Thursday, September 04, 2008

Umbrella Angel

When I stepped out the front door, it wasn't raining. When I got on the bus, it wasn't raining. But on the way to work, the skies opened. By the time I arrived at my stop, it was a torrential downpour - water sluicing off the top of the bus down the windshield, wipers barely able to keep up - and I didn't have an umbrella. I scurried over to a nearby cafe and took shelter under their awning while I tried to figure out what to do next.

My office was three blocks away. First I thought I should just make a dash for it, but I saw a few people splashing along the sidewalk without umbrellas, and they were soaked to the skin. One guy was wearing a nice suit, plastered to his skin. I didn't have any dry clothes at the office that I could change into. I tried holding my backpack over my head and made a quick foray out, but the rain was so intense that after only a few steps I ran back. I wondered if I should just wait it out, but worried that it might be a while.

While I was standing there in an agony of indecision, a woman walked up to the cafe under a big umbrella. I barely glanced at her, but envisioned a perfect world in which she would just give me her umbrella. In this world she would say, "Hey honey, would you like my umbrella?"

Then she said it again, "Hey honey, would you like my umbrella?"

I turned and realized she was actually talking to me. She said, "You can bring it back later. I'll be here until six." She gestured at the cafe and I realized she was an employee there. I said, "Really?" I couldn't believe my luck. Here was a total stranger offering me salvation. I practically fell over myself thanking her. It was a good umbrella too, one of those great big ones that stretches out about two feet on all sides.

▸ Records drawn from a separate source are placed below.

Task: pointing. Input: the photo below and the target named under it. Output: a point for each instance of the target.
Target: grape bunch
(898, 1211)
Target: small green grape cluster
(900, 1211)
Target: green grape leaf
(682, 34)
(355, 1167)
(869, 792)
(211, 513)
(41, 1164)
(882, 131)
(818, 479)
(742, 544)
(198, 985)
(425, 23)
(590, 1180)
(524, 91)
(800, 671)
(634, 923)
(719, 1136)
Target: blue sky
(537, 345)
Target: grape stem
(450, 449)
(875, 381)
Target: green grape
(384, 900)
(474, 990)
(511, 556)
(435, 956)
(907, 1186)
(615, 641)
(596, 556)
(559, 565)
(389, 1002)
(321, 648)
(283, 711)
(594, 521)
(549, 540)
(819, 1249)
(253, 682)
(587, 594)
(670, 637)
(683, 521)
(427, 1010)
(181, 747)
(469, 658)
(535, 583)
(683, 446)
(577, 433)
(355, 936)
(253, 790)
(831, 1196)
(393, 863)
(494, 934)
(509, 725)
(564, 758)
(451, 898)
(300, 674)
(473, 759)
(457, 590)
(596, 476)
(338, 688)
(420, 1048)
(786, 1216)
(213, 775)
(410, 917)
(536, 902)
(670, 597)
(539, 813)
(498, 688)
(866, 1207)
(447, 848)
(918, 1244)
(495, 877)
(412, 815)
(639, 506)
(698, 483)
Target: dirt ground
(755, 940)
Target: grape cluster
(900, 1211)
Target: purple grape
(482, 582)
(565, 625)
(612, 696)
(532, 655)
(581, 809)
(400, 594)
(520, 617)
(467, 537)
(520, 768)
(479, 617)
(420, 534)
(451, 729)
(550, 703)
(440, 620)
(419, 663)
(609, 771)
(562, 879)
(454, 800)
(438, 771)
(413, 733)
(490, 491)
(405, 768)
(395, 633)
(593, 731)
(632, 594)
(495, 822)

Walking toward my office, I felt flooded with gratitude. Whenever something happens to make me think that people aren't particularly nice - like that boy in the library - I get a reminder that indeed, most of them are, and that nice things happen far more frequently than not-nice things.

The office routine was petty, and my boss was in a foul, vengeful mood, as she has been for the past few months. But I felt like I was just floating above it. Nothing could touch me. I took the umbrella back at noon, and passed it over the counter to her along with a bunch of flowers. She's my umbrella angel.

Tuesday, September 02, 2008

Recapturing the Innocence

The other night we went out to dinner. Usually I check to see if I'm wearing a clean shirt as we head out the door and that's it, but this time I felt like dressing up a little more. I put on a flirty little dress from my college days, and some makeup, and even a necklace. I felt like I was trying to be pretty for my husband to remind him what it was like when it was just the two of us out on a date.

Of course it ended up being our usual dinner out, tag-teaming, one of us eating while the other held the baby and tried to keep her from fussing. It was late and she was tired and fidgety. No romantic gazes across the table; we were too busy keeping water glasses out of her reach and snatching forks and knives from her fretful grasp. No stimulating conversation either; we talked about her nap schedule and how many Cheerios she'd eaten that day. As soon as the check came, we hustled out of there. That's life with a baby.

Next week we're going on vacation - without her. I'm going to miss her terribly. I won't be able to just let go and enjoy this trip as fully as I did our honeymoon (the last trip we went on) just because part of my heart will still be at home. But it will be good for us to get away and reconnect.

In a way this trip will be about recapturing that time when it was just the two of us. But I don't have any illusions about those days. People always sigh and say about their pre-kid life, "Oh, it was so great." In reality, I remember feeling pressured and anxious all the time, worried that he wouldn't want to marry me, that I was getting older, that we wouldn't be able to have children. Overall, despite the stress of everyday existence, I'm happier and more relaxed now than I was then.